Audit FrameWork in Liferay 6.1

Audit FrameWork in Liferay 6.1

What is the Use of Audit Framework???

We'lll start with a short Story here :

You've just finished lunch and are ready to get back to work. You have a site in Liferay you use to manage your project, and before you left, you were about to create a folder in your Documents and Media library for sharing some requirements documentation. Sitting down at your desk, you navigate to the repository and attempt to create the folder.

Surprisingly, Liferay tells you that..You do not have the required permissions.

What do you do now????................

In the morning..You had the permissions..But now you dont....!!!!!

This is where Audit Framework helps you. It tells you all the events that have occurred in your portal. So that, you can exactly get to the root of the cause.

Installing and configuring the audit plugins

Liferay's audit functionality is composed of two parts: a back-end piece that hooks into Liferay events, and a front-end piece that gives you an interface to see what's happening. Both of these are available as EE-only plugins in the Customer Portal or Liferay Marketplace, and you'll need to install both in order to get audit functionality working .

Once installed, there are two properties in your portal-ext.properties file which you can use to tweak the settings.

com.liferay.portal.servlet.filters.audit.AuditFilter: By default, this is set to false, because the audit plugins aren't installed by default. When you set it to true, the audit hook is able to capture more information about events, such as the client host and the client's IP address.

audit.message.com.liferay.portal.model.Layout.VIEW: In the code, pages are layouts. Setting this to true, therefore, records audit events for page views. It's turned off by default because this may be too fine-grained for most installations.

Once you've decided if you're going to use one or both of the two settings above, place them in your portal-ext.properties file and restart your Liferay server. Once it comes up, audit events are captured by Liferay, and you'll be able to use them to see what's happening in your portal.

Using audit events

Now that you're capturing audit events, it's easy to use them to view activities in your portal.
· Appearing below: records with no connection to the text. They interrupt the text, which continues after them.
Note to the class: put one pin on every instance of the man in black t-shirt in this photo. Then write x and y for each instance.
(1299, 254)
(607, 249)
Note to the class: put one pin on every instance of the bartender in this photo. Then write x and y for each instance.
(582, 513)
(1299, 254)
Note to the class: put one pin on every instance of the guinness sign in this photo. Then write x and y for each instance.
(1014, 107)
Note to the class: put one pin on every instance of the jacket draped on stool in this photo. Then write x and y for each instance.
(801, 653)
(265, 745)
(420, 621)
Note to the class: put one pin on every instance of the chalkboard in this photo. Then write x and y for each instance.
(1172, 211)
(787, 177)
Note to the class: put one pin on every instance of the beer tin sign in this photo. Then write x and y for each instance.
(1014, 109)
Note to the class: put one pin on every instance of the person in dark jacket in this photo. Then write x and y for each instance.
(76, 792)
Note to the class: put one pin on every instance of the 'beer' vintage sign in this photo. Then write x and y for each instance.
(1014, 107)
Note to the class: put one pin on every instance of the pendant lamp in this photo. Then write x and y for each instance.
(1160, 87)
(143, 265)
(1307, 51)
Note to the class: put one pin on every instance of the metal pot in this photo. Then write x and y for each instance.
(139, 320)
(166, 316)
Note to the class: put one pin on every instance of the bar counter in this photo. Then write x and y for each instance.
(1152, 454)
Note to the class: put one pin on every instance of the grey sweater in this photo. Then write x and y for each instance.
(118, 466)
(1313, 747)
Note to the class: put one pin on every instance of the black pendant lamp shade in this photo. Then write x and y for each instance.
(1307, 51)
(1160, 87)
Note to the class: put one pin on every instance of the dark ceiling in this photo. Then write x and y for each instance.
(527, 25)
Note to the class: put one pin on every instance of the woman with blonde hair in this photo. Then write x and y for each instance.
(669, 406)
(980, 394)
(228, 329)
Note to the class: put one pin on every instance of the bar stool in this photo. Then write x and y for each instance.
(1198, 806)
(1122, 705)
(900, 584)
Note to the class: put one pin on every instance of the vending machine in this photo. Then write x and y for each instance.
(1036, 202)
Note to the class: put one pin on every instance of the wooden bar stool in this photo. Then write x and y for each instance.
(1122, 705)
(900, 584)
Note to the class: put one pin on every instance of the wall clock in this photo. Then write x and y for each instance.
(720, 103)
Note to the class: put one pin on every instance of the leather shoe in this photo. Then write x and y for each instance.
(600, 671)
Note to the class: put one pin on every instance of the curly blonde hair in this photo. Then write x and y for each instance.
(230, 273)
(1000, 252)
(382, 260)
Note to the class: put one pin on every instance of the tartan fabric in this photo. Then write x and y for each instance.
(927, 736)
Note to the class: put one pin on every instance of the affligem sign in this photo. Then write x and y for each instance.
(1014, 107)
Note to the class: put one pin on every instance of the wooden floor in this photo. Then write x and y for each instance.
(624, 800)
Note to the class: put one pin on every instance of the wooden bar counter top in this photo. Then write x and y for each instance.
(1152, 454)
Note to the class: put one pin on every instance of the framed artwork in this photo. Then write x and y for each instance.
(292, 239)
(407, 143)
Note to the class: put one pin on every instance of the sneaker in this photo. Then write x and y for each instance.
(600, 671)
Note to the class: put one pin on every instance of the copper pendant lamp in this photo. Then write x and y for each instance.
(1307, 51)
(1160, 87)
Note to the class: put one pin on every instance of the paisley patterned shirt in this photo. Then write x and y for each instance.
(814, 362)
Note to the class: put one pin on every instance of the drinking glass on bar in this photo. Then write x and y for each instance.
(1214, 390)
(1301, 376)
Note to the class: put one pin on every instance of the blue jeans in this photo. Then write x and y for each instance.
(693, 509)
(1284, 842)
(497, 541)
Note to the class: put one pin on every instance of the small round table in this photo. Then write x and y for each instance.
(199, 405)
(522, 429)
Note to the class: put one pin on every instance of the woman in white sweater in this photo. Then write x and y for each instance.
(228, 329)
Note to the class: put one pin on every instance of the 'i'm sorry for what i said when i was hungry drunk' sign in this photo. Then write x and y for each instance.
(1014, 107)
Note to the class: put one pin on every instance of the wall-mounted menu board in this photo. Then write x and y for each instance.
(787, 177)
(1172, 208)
Navigate to the control panel and you'll find a new entry in the Portal section labeled Audit Reports.

Control Panel view -  Audit reports

User Activities tracked by Audit Framework

Viewing audit reports

Finding what you want in a big list of events is, to use the expression, like searching for a needle in a haystack. This is why the audit portlet gives you a robust searching mechanism. By default, it looks pretty simple: there's only a single field for searching. Clicking the advanced link, however, reveals a search dialog broken out by various fields you can use in your search.
Let's look at the options we have for search.
Match: You can match all fields you've specified or any single field.
User ID: Specify the user ID you'd like to search for. This would be the user that performed some action in the portal that you'd like to audit.
User Name: Specify the user name you'd like to search for. This is often easier than searching for a user ID, especially if you don't have access to the Liferay database to find the user ID.
Resource ID: Specify the ID of the resource that was modified or viewed in this audit record.
Resource Name: Specify the name of the resource that was modified or viewed in this audit record. For example, you could search for User resources to see if someone modified a user's account.
Resource Action: Specify an action that was performed on the resource. This could be any one of the following: add, assign, delete, impersonate, login, login_failure, logout, unassign, or update.
Session ID: Specify the session ID to search for. You'd use this if you were correlating a session ID from your web server logs with activity in Liferay.
Client IP: Specify the IP address of the client that performed the activity you wish to audit.
Client Host: Specify the host name of the client that performed the activity you wish to audit.
Server Name: Specify the server name upon which the activity occurred. If you're using a cluster, each member of the cluster can be individually queried.
Server Port: Specify the server port upon which the activity occurred. You'd need this if you run a "vertical" cluster of multiple VMs on the same machine.
Start Date: Specify the low end of the date range you wish to search.
End Date: Specify the high end of the date range you wish to search.
Using this form, if you wanted to check to see if someone in the portal unassigned a user from a particular role, you might search for a resource name of user and a resource action of unassign. The results of such a search might look something like the figure below :

Advance Search – Audit Framework

As you can see, Liferay's audit portlets give you a lot of power to see what's happening in your portal. You can use this information to troubleshoot problems, determine ownership of particular actions etc.